2. The system of claim 1 further defined said azimuth arm having a first portion extending substantially perpendicularly to the axis of rotation of said bearing assembly and a second portion extending outwardly and upwardly from the end of said first portion for mounting said elongated element that extends to an extension of said axis of said bearing assembly to provide space for very large angle movement of an antenna mounted by the system.

3. The system of claim 2 further defined by said azimuth arm having the first and second portions thereof disposed at an angle of substantially forty-five degrees to each other and said elongated element being disposed substantially perpendicular to the second portion of said arm.

4. The antenna of claim 2 further defined by said elongated element comprising a vibration absorbing tube and mounting said universal joint substantially upon an extension of the axis of said bearing assembly.

5. The system of claim 1 further defined by said bearing assembly having a central axial tube having a hub rotatably mounted thereon by upper and lower bearings with inner .and outer races and spaced apart by an insulating sleeve, and a first pair of exterior electrical connections extending from the inner races of said bearings and a second pair of electrical connections extending from the outer rotating races of said bearings whereby electrical power may be transmitted through said bearing assembly from the stationary inner sleeve to the rotatable outer hub.

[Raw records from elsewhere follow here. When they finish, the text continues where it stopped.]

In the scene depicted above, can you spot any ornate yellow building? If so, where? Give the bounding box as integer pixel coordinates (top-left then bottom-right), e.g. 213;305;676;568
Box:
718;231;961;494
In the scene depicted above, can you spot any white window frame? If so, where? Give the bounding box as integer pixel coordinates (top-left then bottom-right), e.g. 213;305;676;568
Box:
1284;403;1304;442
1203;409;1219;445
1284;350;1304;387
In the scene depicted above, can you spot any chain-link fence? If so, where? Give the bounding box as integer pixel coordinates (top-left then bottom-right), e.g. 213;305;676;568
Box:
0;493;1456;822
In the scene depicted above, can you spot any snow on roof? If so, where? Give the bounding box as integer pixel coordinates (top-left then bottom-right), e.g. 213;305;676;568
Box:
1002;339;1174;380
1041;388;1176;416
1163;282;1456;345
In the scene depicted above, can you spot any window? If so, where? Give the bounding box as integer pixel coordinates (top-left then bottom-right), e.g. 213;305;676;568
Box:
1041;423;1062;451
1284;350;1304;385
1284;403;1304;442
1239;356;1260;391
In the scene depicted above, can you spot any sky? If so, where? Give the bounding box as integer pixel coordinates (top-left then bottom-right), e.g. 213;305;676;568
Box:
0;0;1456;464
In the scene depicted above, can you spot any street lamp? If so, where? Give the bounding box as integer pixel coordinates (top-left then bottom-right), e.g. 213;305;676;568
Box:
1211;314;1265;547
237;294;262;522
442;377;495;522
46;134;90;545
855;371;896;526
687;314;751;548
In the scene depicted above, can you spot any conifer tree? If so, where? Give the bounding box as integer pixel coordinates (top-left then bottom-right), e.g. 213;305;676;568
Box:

6. The system of claim 5 further defined by said sleeve enclosing a rotary RF joint for transmission of RF energy through said bearing assembly.

7. The system of claim 1 further defined by said bearing assembly having a hub rotatably mounted on an axial sleeve with a motor mounted on said hub and connected by a drive belt to said sleeve for controllably moving said hub about said sleeve to rotate said azimuth arm in azimuth about said bearing assembly.

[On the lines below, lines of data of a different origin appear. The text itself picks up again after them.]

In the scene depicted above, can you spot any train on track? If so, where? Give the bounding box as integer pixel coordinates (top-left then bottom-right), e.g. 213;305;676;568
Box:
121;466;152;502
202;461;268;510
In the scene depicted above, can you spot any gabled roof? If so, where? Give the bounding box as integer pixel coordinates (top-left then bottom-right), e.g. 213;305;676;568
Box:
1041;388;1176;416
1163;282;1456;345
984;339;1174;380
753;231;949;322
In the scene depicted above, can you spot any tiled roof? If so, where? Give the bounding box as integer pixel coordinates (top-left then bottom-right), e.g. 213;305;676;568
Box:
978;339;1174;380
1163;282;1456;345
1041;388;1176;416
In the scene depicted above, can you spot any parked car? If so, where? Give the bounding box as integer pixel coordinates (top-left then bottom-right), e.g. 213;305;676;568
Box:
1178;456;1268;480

8. The system of claim 1 further defined by a first bracket extending from said elongated element and rotatably mounting a first shaft of said joint, a first torgue motor mounted on said first bracket and being connected to said first shaft for controllably applying a torgue thereto, a second bracket connected to a second shaft of said joint and adapted for connection to an antenna to be stabilized, a second torque motor mounted on said second bracket and being connected to a second shaft of said joint for controllably applying a torque thereto, whereby energization of said torque motors apply torques to precess said gyroscope and move the antenna mounting the gyroscope.

9. The system of claim 8 further defined by a motion sensor having parts mounted on said joint and on an antenna carried thereby for supplying signals to control said torque motors.

10. The system of claim 1 further defined by said gyroscope having a rotatable disc and a capacitor motor connected to rotate same, and switching means for reversing the direction of rotation of said motor for rapidly slowing down the rate of disc rotation to facilitate rapid large angle changes of direction of an antenna mounted by the system.